June 14, 1998|By Marina Sarris

If the Baltimore plan seems to lack a unified vision, said one local transportation planner involved in it, it may be because "we're not sure of what we want to be when we grow up as a region."

Do we, as a region, want to devote resources to luring businesses and residents from the suburbs back to Baltimore? Or, instead, do we want the suburbs to continue to develop as both job and housing centers? Should commuting by car be a reasonably easy endeavor? Or should commuters be essentially forced into transit by severe road congestion and parking problems?
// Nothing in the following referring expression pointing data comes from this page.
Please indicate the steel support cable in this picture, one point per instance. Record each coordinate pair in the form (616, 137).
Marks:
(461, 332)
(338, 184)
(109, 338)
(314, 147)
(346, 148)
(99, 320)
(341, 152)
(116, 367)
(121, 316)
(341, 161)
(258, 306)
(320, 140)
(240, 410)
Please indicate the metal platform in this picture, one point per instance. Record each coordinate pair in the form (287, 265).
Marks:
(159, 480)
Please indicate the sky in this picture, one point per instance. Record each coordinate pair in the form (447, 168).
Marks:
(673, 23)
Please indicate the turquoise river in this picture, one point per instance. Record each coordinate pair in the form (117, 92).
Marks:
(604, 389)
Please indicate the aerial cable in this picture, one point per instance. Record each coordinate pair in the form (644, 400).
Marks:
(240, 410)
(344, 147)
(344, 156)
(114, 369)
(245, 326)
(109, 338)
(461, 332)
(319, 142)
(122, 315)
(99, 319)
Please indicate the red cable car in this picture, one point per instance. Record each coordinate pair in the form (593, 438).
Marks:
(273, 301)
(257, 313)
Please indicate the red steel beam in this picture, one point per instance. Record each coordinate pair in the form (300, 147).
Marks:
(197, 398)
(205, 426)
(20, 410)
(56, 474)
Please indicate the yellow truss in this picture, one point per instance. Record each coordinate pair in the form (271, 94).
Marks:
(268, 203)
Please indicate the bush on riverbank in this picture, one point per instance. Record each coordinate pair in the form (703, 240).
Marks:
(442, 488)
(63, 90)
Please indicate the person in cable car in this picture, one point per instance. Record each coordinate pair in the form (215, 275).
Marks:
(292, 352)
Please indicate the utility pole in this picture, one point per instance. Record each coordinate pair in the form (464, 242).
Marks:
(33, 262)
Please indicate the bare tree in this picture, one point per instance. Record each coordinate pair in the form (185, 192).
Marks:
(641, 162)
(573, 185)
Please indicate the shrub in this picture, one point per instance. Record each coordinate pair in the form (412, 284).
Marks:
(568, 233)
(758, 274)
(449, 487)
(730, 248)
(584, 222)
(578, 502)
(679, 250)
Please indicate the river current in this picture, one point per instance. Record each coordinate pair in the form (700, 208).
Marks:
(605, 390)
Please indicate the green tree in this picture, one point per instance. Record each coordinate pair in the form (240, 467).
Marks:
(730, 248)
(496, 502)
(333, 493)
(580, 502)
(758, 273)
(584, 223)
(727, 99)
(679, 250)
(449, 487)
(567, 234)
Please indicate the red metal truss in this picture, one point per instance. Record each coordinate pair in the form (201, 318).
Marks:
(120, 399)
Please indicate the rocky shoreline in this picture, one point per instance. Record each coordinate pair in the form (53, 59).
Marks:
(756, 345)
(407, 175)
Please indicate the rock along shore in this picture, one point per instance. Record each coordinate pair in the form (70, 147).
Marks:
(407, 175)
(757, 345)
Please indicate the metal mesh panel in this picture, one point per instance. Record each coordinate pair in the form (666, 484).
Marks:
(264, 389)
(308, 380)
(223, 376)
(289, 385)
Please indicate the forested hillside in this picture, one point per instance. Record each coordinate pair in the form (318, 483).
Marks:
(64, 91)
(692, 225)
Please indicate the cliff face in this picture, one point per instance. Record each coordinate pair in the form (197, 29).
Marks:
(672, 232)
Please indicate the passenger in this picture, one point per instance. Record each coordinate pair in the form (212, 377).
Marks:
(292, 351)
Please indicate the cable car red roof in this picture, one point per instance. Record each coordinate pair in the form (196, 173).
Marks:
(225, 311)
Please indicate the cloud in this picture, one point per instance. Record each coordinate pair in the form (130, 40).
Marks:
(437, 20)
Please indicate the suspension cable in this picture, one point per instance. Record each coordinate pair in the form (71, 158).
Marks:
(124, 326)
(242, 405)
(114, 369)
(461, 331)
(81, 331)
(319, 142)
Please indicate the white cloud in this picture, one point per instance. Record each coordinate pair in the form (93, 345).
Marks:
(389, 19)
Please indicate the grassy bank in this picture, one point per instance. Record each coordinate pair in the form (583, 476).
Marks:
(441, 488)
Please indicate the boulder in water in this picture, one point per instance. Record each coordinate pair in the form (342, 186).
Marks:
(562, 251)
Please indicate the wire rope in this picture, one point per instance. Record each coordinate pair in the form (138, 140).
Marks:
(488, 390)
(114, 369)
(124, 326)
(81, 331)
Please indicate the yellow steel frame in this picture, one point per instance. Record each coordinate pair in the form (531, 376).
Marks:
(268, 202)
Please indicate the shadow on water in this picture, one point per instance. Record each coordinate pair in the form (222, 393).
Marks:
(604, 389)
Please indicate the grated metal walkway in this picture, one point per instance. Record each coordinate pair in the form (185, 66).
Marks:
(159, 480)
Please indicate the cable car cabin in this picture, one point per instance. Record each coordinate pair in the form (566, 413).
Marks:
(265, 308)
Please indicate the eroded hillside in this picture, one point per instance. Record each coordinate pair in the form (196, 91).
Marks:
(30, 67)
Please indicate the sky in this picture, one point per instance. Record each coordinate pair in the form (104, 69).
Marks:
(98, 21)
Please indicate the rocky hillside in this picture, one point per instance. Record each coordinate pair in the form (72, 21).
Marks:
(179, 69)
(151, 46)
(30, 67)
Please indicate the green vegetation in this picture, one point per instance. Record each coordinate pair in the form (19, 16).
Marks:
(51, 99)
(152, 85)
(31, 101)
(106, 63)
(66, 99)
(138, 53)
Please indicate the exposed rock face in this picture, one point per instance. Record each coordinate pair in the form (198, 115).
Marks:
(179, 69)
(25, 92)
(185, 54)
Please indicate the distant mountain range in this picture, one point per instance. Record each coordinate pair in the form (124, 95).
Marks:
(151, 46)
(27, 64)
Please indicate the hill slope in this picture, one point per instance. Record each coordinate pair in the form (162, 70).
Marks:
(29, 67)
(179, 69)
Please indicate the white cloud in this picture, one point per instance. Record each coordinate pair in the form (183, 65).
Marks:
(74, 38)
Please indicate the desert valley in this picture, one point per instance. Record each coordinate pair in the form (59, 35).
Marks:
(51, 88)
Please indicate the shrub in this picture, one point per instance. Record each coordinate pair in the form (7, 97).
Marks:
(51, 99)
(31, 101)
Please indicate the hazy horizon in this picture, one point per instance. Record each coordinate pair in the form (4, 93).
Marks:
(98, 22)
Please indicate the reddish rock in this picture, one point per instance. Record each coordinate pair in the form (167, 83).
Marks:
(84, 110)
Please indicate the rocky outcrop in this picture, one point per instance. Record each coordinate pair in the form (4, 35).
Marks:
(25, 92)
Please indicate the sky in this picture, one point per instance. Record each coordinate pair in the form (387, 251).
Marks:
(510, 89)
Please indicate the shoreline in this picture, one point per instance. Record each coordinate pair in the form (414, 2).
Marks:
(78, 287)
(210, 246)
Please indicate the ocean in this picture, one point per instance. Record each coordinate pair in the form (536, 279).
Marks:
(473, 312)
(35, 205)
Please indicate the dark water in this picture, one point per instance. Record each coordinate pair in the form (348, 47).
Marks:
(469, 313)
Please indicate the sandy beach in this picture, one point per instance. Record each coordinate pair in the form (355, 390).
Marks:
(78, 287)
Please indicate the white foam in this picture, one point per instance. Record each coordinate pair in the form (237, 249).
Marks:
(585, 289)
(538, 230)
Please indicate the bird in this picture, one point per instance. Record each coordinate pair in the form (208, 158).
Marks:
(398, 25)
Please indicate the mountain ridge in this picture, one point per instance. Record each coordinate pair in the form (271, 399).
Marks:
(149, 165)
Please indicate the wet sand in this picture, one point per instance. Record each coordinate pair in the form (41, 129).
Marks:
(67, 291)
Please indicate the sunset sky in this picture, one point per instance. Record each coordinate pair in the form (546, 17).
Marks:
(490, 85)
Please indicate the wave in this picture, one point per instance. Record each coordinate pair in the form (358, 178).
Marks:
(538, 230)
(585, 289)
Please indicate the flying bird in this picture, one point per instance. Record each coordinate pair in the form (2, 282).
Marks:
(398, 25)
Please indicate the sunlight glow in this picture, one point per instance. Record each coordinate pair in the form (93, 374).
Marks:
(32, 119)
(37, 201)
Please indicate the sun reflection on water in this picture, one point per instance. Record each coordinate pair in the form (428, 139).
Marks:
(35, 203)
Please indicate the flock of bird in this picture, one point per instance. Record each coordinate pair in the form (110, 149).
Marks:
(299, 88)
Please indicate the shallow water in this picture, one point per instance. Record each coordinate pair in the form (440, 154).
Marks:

In part, the attempt at defining a regional vision may be hampered by the fact that land use and zoning policies remain, jealously so, under local control. What one county sees as sprawl another jurisdiction may see as needed economic development. Environmentalists may dislike the Westminster bypass, but to Carroll County, the road will bring jobs to a business park and give residents who commute outside county borders a chance to work close to home.

In developing the plan, the Transportation Steering Committee began with individual county and city land use maps designating where homes, industrial parks and businesses should be built. To a certain extent, the end result is a mixture of the visions that the different jurisdictions have for themselves. The plan also was constrained by projected tax revenues and funds. (TSC planners may revise their spending estimates to reflect additional funds available under a new, six-year U.S. transportation bill).

"The transportation plan is a means to the end. I'm not sure the end has been defined," said Harvey S. Bloom, transportation planning director for the Baltimore Metropolitan Council, which worked on the plan.

"This document does try to change trends somewhat, but so much of what we're dealing with is catching up with trends that have already occurred."

Marina Sarris covers transportation for The Sun.